The Harry James band does "I Had the Craziest Dream," which is pretty
magical & evocative in the film, with its plaintive muted trumpet. I
think there's a vocalist in that number, too, but I can't remember.
Had Harry & Betty married yet at this point?

For some reason, "Springtime" doesn't have that wildly vibrant
Technicolor that most of the other Grable Fox musicals do (like "Moon
Over Miami" & "Down Argentine Way"). The color palette seems paler &
the lighting darker. In a way, I wish it had that jump-out-at-you
color of the others -- the turquoise Lake Louise makes a perfect
camera subject.






____
Four shapeless shadows bright & beautiful
Draw that strange car of glory, reins of light
Check their unearthly speed; they stop & fold
Their wings of braided air:
The Daemon leaning from the ethereal car
Gazed on the slumbering maid.

-- Shelley
 
Jared
Posted: Sun Jul 01, 2007 11:14 pm
Guest
On Jul 1, 1:20 pm, Dave in Toronto <dmatthew...@sympatico.ca> wrote:
Quote:
On Jun 30, 9:21 pm, David Oberman <doberman@etc.> wrote:

"Below"
Creepy scenes of spectral figures in mirrors moving

That's the one. Thanks. Yes, those scenes were spooky.
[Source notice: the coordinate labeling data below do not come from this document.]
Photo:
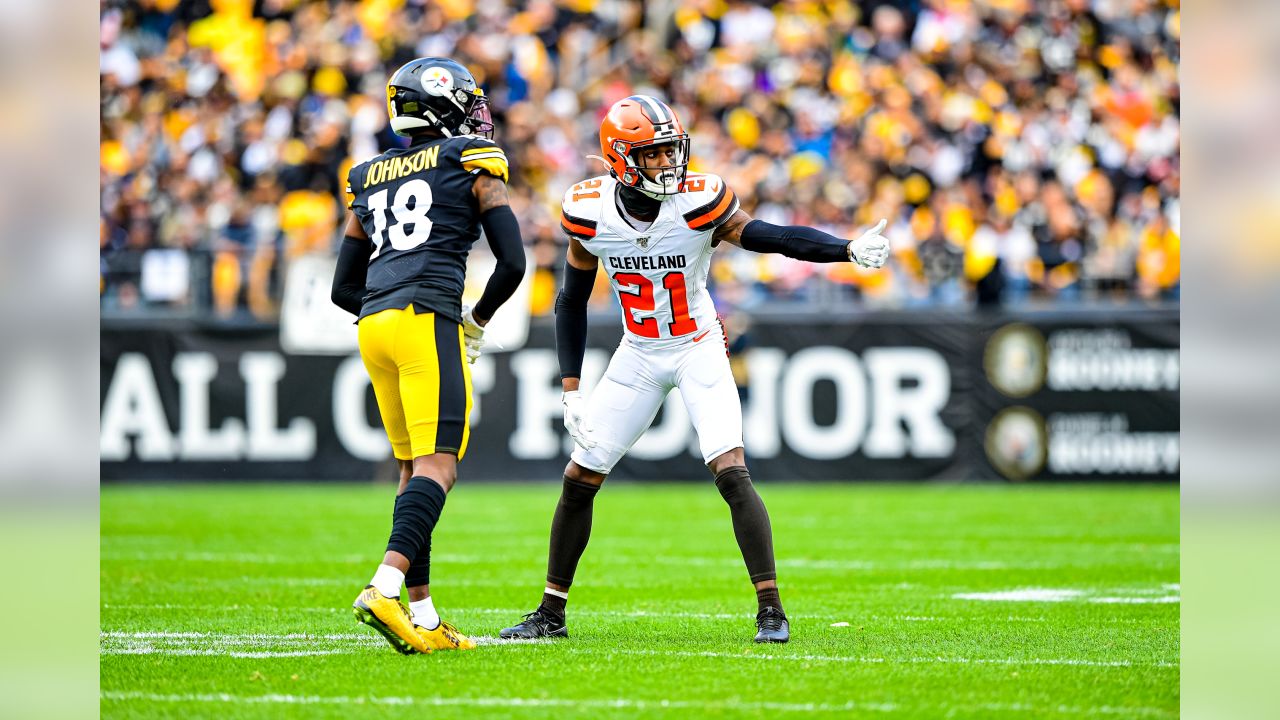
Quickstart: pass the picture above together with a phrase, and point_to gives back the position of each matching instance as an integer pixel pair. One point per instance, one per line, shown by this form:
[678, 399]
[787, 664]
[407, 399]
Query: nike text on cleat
[444, 637]
[389, 616]
[772, 627]
[536, 624]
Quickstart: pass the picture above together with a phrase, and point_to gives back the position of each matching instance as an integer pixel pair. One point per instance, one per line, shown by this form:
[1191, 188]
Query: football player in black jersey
[415, 214]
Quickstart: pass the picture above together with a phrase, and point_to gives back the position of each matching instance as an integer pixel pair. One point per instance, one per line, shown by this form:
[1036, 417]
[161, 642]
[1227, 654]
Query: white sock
[424, 614]
[388, 580]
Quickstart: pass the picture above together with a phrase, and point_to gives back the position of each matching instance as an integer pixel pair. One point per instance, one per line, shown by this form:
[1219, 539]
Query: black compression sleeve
[503, 232]
[795, 241]
[348, 279]
[571, 319]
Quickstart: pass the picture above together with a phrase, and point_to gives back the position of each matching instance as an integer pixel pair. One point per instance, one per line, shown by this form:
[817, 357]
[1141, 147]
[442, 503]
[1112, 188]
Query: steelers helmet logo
[1016, 442]
[438, 81]
[1016, 360]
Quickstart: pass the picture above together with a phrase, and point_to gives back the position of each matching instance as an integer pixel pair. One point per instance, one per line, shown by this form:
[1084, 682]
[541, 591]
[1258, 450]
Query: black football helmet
[440, 94]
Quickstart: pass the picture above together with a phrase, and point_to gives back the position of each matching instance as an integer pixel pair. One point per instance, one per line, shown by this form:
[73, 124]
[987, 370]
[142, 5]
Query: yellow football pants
[421, 379]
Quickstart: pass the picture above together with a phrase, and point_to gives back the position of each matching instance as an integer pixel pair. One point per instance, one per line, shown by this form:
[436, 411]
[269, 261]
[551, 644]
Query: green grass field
[955, 601]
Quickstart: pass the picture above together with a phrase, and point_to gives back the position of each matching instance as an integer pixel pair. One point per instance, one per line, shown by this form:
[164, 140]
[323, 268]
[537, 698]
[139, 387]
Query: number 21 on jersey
[643, 301]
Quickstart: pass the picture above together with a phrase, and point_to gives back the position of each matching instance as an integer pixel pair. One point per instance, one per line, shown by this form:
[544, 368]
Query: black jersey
[417, 208]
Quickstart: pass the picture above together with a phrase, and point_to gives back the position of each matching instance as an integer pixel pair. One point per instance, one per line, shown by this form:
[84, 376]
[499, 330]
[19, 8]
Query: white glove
[472, 335]
[871, 250]
[574, 411]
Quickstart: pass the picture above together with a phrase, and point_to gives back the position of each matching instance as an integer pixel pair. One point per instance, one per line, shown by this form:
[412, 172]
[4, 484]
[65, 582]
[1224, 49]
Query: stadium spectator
[1023, 151]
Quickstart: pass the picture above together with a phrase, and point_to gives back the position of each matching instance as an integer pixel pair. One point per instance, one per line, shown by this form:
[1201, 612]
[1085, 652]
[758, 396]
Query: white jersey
[659, 273]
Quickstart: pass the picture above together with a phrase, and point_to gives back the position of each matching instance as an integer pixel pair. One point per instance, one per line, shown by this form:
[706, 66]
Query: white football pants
[634, 387]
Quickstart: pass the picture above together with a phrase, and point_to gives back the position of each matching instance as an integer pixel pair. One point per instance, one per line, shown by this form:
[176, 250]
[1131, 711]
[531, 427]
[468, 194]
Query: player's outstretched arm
[503, 232]
[871, 249]
[580, 269]
[348, 279]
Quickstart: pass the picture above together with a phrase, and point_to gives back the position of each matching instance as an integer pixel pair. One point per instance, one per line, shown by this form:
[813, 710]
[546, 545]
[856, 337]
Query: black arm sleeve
[571, 319]
[348, 279]
[503, 232]
[795, 241]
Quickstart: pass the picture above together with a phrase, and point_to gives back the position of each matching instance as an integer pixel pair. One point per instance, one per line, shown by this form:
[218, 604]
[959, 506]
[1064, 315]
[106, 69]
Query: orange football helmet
[638, 122]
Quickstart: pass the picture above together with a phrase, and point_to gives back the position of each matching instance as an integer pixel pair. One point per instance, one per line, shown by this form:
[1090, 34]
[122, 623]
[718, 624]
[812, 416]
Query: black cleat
[536, 624]
[773, 627]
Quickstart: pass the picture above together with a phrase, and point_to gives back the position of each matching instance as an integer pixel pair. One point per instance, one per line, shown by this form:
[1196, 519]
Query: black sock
[419, 573]
[571, 528]
[768, 597]
[417, 509]
[553, 605]
[750, 522]
[420, 569]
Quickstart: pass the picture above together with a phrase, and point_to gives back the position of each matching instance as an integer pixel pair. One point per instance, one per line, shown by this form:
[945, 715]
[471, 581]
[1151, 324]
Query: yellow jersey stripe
[481, 150]
[496, 167]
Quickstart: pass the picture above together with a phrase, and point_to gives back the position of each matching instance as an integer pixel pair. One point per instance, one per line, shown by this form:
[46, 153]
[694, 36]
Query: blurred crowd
[1022, 151]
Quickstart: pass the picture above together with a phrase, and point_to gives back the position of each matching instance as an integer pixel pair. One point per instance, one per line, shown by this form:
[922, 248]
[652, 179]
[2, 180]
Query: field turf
[941, 601]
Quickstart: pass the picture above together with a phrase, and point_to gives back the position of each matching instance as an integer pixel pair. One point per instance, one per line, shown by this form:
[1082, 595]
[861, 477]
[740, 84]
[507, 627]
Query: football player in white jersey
[654, 227]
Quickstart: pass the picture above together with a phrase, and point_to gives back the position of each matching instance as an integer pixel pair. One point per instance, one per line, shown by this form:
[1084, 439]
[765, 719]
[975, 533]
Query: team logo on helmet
[437, 81]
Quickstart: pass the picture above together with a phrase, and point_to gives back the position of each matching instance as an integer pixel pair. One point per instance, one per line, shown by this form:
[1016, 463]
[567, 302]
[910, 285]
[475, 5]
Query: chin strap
[639, 203]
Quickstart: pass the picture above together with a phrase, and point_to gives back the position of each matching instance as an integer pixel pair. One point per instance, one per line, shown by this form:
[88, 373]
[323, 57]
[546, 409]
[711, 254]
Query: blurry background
[1024, 153]
[1025, 156]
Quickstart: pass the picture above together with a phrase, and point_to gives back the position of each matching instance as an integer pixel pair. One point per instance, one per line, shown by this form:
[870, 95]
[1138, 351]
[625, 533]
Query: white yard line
[265, 645]
[612, 703]
[1125, 596]
[1068, 661]
[517, 611]
[694, 561]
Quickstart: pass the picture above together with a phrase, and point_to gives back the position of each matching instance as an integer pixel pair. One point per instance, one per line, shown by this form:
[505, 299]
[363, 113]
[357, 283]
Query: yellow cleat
[391, 618]
[444, 637]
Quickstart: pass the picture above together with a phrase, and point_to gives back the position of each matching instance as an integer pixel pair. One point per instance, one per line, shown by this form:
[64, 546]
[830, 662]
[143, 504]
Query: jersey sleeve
[353, 183]
[580, 209]
[712, 203]
[483, 155]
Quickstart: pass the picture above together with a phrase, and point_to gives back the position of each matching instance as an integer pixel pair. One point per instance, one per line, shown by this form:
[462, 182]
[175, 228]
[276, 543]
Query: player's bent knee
[581, 474]
[440, 466]
[726, 460]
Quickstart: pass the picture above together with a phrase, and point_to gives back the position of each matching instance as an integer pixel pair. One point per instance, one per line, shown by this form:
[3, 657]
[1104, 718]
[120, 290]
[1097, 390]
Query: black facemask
[638, 204]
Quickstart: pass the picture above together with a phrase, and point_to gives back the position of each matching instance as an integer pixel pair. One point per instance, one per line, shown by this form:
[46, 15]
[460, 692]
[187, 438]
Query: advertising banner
[899, 396]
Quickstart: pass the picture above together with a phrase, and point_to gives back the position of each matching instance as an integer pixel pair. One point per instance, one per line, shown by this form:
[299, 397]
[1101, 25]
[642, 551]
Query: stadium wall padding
[887, 396]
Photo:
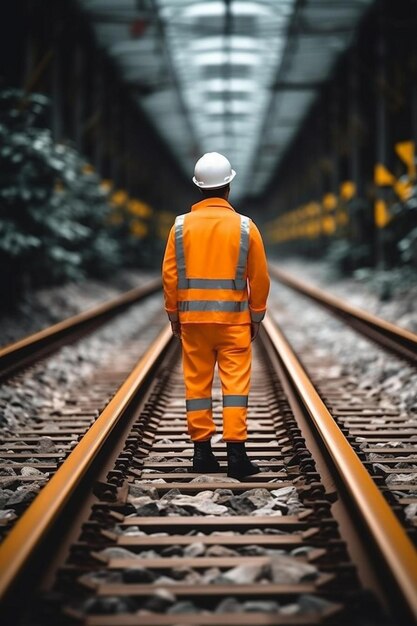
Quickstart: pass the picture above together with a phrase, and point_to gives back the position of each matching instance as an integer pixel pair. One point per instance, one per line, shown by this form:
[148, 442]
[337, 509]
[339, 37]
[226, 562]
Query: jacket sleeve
[170, 277]
[257, 275]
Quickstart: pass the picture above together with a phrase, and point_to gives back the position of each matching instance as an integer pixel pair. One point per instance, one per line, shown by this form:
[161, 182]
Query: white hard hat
[213, 170]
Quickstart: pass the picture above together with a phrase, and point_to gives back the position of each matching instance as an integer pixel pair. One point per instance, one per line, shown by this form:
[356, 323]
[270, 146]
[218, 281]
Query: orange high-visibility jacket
[215, 268]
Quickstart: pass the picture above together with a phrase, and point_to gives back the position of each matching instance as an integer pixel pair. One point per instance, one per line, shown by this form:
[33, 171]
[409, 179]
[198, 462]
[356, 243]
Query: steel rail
[399, 340]
[32, 528]
[389, 536]
[19, 353]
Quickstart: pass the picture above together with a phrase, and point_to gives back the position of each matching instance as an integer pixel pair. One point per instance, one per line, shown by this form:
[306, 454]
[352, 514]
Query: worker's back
[211, 238]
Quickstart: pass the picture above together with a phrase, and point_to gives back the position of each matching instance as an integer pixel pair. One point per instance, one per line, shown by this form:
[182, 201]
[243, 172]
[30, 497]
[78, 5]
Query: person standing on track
[216, 285]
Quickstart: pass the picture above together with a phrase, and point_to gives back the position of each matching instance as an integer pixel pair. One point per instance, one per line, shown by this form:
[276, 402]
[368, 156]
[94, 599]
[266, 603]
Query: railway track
[33, 450]
[137, 538]
[383, 436]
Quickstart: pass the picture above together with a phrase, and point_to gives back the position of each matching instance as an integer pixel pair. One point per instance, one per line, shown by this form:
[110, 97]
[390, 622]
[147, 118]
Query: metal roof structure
[232, 76]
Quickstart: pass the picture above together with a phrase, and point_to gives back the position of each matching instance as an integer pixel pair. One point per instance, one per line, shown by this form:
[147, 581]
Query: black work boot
[238, 463]
[204, 461]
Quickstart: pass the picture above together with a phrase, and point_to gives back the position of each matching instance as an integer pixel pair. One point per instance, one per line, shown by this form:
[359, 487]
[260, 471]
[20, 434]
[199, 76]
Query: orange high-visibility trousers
[230, 346]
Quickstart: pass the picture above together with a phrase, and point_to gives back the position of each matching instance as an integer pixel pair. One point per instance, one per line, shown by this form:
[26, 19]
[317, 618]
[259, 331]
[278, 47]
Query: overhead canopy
[232, 76]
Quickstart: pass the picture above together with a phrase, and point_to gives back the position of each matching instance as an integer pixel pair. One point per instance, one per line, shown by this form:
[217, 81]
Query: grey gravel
[331, 350]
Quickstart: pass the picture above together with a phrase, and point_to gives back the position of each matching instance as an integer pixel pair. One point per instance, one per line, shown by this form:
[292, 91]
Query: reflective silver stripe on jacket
[236, 284]
[213, 305]
[235, 401]
[179, 248]
[243, 248]
[198, 404]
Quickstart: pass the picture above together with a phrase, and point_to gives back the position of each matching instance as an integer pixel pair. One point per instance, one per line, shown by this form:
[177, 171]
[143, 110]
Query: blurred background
[105, 105]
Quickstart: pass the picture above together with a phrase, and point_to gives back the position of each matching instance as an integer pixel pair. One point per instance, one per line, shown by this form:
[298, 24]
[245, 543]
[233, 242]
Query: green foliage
[52, 208]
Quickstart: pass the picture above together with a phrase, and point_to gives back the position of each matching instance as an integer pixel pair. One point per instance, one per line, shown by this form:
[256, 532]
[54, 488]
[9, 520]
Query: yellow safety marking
[382, 176]
[106, 184]
[381, 213]
[139, 208]
[329, 201]
[328, 224]
[347, 189]
[138, 229]
[393, 543]
[119, 198]
[406, 152]
[403, 189]
[342, 218]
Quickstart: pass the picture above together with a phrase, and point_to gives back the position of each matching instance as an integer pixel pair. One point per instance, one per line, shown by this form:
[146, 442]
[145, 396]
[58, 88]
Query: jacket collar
[212, 203]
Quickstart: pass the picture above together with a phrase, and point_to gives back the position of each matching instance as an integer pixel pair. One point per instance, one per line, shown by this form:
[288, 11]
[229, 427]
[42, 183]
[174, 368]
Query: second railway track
[151, 543]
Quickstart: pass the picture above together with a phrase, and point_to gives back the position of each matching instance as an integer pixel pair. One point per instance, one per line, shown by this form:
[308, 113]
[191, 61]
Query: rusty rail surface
[31, 529]
[398, 340]
[384, 528]
[30, 348]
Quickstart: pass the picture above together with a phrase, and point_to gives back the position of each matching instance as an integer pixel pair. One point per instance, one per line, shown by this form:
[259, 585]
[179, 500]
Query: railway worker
[216, 286]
Indeed, and a couple in a similar vein, "Deathwatch" and "The Bunker".

Any recent list of spooky ghost movies would be largely Asian. Some
of my favourites...

Tale of Two Sisters
Dark Water
Ring
Ju-on: The Grudge


A little known Aussie film I love is very much an exercise in
atmosphere: "Lost Things", and on the subject of atmosphere, the run
down location of Waverley Hills Sanitorium deserves a better film than
"Death Tunnel".
 
Okierazorbacker
Posted: Mon Jul 02, 2007 2:22 pm
Guest
On Jun 30, 9:20 am, Bill Anderson <billanderson...@yahoo.com> wrote:
Quote:
Okierazorbacker wrote:
There are some great ones like "Rebecca" that have a ghostly air to
them, but here are a few not mentioned that have actual ghostly
presence...and not including any zombiemoviesw/o ghosts:

Places In the Heart

I think your interpretation of the end must be very different from mine.

It's been awhile since I watched it, but I remember being strongly
impressed by the number of dead characters who show up for communion.
Maybe this is meant to represent heaven? Unsure.
Quote:

Big Fish

Maybe this one too.

I saw no ghosts in either movie. (I remember a story about a werewolf
in Big Fish, but I recall no story about aghost.)

I think the whole town of Spectre would qualify.
Quote:

--
Bill Anderson

I am the Mighty Favog
 
Waldo Lydecker
Posted: Tue Jul 03, 2007 11:53 pm
Guest
There was a horror film I saw as a young child in the 60's. I cannot
remember the name of it to save my life. All I can remember about the
movie is that either a man or woman or both were riding in a
convertible out in the countryside, possibly near a cliff and ended up
at some castle or brick mansion. The only other part I can recall is
some man lifting up a shovel and driving it down either into someone
or into a wooden casket. Something like that. Ring a bell with anyone?